ASP.NET Boilerplate's Architecture
Halil İbrahim Kalkan, author of the ASP.NET Boilerplate (ABP) framework, suggests some changes to the default ASP.NET MVC framework, adding some extra layers to it, but also modifying the purpose of the existing ones.
What Kalkan suggests is to expand these layers into a few others, breaking the multipurpose controllers, implementing extra services and creating interfaces:
- Presentation. Provides an interface to the user. This is compared to the View layer, although from Kalkan's perspective, the presentation could be aimed to web, using HTML, CSS and JS, or any other option, such as Mobile applications.
- Application. Mediates between the Presentation and Domain Layers. It is compared to a controller, but lacks the core business logic.
- Domain. Also know as Core, includes the business objects of the application and its rules.
- Infrastructure. Provides generic technical capabilities that support higher layers, such as repositories to work with database.
From Kalkan's perspective, if a application requires a switch from Entity Framework to N-Hibernate, only the infrastructure would be affected, since this change is transparent to other layers. Or, if it requires an application to be segmented into multiple distinct platforms (such as mobile apps and a web portal), it is just a matter of implementing the Presentation layer in platform-specific ways, having the Application layer shared among them, accessed through an API.
The image above represents Hikalkan's point of view on ABP's N-Layer implementation.
Presentation Layer
- Views. The presentation itself, built using HTML, CSS and JavaScript.

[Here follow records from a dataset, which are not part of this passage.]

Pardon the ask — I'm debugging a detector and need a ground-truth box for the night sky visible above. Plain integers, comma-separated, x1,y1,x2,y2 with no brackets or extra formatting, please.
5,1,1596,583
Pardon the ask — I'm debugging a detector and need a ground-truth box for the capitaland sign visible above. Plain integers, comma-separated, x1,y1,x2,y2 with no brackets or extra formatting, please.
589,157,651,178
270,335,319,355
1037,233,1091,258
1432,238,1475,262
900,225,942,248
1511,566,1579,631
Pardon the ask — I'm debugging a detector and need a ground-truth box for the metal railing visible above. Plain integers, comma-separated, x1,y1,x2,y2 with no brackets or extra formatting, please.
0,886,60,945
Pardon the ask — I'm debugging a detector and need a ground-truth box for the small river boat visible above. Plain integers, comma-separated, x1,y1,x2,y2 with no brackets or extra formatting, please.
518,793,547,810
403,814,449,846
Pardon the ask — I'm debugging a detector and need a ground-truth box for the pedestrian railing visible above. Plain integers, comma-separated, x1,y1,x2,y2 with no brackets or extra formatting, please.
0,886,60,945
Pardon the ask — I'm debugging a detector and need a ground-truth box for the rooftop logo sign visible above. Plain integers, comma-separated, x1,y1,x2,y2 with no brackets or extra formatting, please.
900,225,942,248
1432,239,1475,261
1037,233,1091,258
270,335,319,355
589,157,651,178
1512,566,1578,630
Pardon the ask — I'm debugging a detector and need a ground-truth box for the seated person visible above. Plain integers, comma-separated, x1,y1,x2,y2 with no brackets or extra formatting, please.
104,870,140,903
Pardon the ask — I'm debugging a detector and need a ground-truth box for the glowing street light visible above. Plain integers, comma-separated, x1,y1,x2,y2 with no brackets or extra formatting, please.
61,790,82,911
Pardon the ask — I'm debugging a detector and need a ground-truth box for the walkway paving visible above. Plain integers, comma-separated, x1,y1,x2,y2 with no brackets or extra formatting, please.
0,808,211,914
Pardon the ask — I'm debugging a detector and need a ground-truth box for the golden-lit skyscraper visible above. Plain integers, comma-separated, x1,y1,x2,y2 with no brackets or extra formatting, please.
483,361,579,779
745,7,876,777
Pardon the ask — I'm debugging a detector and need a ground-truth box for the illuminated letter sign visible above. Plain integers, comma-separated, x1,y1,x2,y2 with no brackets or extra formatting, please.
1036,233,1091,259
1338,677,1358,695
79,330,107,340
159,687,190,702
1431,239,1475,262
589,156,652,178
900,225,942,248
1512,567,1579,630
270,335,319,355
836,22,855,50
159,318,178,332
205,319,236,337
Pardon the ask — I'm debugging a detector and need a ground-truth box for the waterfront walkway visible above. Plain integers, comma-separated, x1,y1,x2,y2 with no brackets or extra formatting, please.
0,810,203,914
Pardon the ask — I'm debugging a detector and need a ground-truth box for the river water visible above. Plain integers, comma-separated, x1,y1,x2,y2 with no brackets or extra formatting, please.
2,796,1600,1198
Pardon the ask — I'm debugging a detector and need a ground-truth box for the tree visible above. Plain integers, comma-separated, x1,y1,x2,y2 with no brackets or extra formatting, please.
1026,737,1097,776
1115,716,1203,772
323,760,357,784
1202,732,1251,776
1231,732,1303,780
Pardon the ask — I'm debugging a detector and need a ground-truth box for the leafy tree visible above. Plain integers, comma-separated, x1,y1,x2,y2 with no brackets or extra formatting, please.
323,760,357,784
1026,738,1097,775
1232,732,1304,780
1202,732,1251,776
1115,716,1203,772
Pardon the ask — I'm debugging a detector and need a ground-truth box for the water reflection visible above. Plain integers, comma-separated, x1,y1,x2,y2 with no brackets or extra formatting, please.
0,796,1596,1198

- View Models. Used in Single-Page Applications, such as Angular.
- Localization. Localization service should be available for the views, implementing internationalization (I18n) of the application.
Web Layer
- Web API Controllers. A dynamic API giving access to Application Services, making the whole application accessible through an API that could be used, for example, to build a mobile app.
- MVC Controllers. These are the controllers from the MVC's Controller layer. It should be used only to manipulate data to/from the Views (Presentation layer). Unlike the MVC's controllers, it doens't contain business logic.
It is important to understand that the Presentation and Web layers may be unified as a single one, to simplify the implementation. The representation is divided to demonstrate that the Presentation layer is responsible for strictly front-end development and the Web layer is responsible for back-end code written in C#. From now on Presentation layer must be understood as a conjunction of Presentation and Web layers.
Application Layer
- Application Services. Used to expose business logic to the Presentation layer. The communication between these layers occurs through Data Transfer Objects (DTOs). It may also contains specific business logic.
- Data Transfer Objects (DTOs). Used to transfer data between Application and Presentation layers. It is purely used to encapsulate data and diminish expensive remote calls between layers. It also provides loose coupling between layers, providing a way to mutate how the data is stored or processed without changing the way it is read from the Presentation layer's perspective. Only the way the data is mapped as a DTO must be modified.
- DTO Mappers. Mappers that map data into DTOs, preventing direct access to the data objects (entities) and increasing abstraction.
Domain (or Core) Layer
- Entities. Classes that used to manipulate data in the database. A entity is mapped to a table from the database. It is a common concept from ORMs.
- Value Objects. Representation of objects that are equal independent of their identities.
- Repositories. Used to perform database operations, such as CRUD (Create, Read, Update, Delete). Therefore, the Application layer doesn't have to operate directly on the entities. Instead, it uses repositories that manipulate the data.
- Business Classes.
- Domain Services. Used to perform domain operations and business rules. Compared to repositories, they implement operations that are not natural (CRUD) for an entity. Domain services have extra logic implemented and use repositories for the basic operations. They are called managers in ABP.
- Unit of Work. Used to guarantee Atomicity, Consistency, Isolation and Durability (ACID) on database transactions. If a Unit of Work is declared and a transaction fails, the changes in the database are rolled back to the initial state.
- Domain Events. A sigleton object shared between classes, to register, trigger and notify events between classes.
Infrastructure
- ORM. Object-Relational Mapping. The supported ones are Entity-Framework and NHibernate. It maps database operations and tables into object-oriented C#.
- DB Migrations. Management of incremental and reversal changes of database schema.
Server Side
- Dependency Injection. Injects dependencies into classes, increasing testability and guaranteeing loose coupling between classes.
- Logging. Logging actions performed by users in the system.